Diagram showing code from a .Rmd file for a Shiny app go to server.R and the .Rmd file goes to a HTML file.

As a result, outputs in one code chunk can use widgets and reactive expressions that occur in other code chunks.

Since the R Markdown document provides a layout for the app, you do not need to write a ui.R file.

Sharing interactive documents

Interactive documents are a type of Shiny app, which means that you can share them in the same way that you share other Shiny apps. You can

  1. Email a .Rmd file to a colleague. He or she can run the file locally by opening the file and clicking “Run Document”
  2. Host the document with Shiny Server or Posit Connect
  3. Host the document at ShinyApps.io

Note: If you are familiar with R Markdown, you might expect RStudio to save an HTML version of an interactive document in your working directory. However, this only works with static HTML documents. Each interactive document must be served by a computer that manages the document. As a result, interactive documents cannot be shared as a standalone HTML file.

Conclusion

Interactive documents provide a new and easy way to make Shiny apps.

Interactive documents will not replace standard Shiny apps since they cannot provide the design options that come with a ui.R or index.html file. However, interactive documents do create some easy wins:

  • The R Markdown workflow makes it easy to build light-weight apps. You do not need to worry about laying out your app or building an HTML user interface for the app.

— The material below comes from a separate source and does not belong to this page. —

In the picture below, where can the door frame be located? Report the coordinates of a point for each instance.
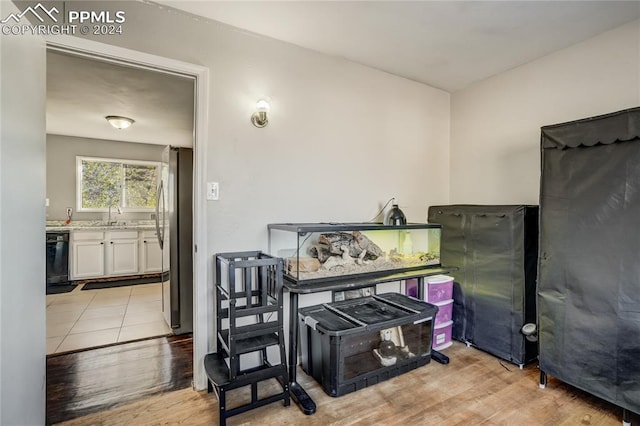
(120, 55)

  • You can use R Markdown to create interactive slideshows, something that is difficult to do with Shiny alone. To create a slideshow, change output: html_document to output: ioslides_presentation in the YAML front matter of your .Rmd file. R Markdown will divide your document into slides when you click “Run Document.” A new slide will begin whenever a header or horizontal rule (***) appears.

  • Interactive documents enhance the existing R Markdown workflow. R Markdown makes it easy to write literate programs and reproducible reports. You can make these reports even more effective by adding Shiny to the mix.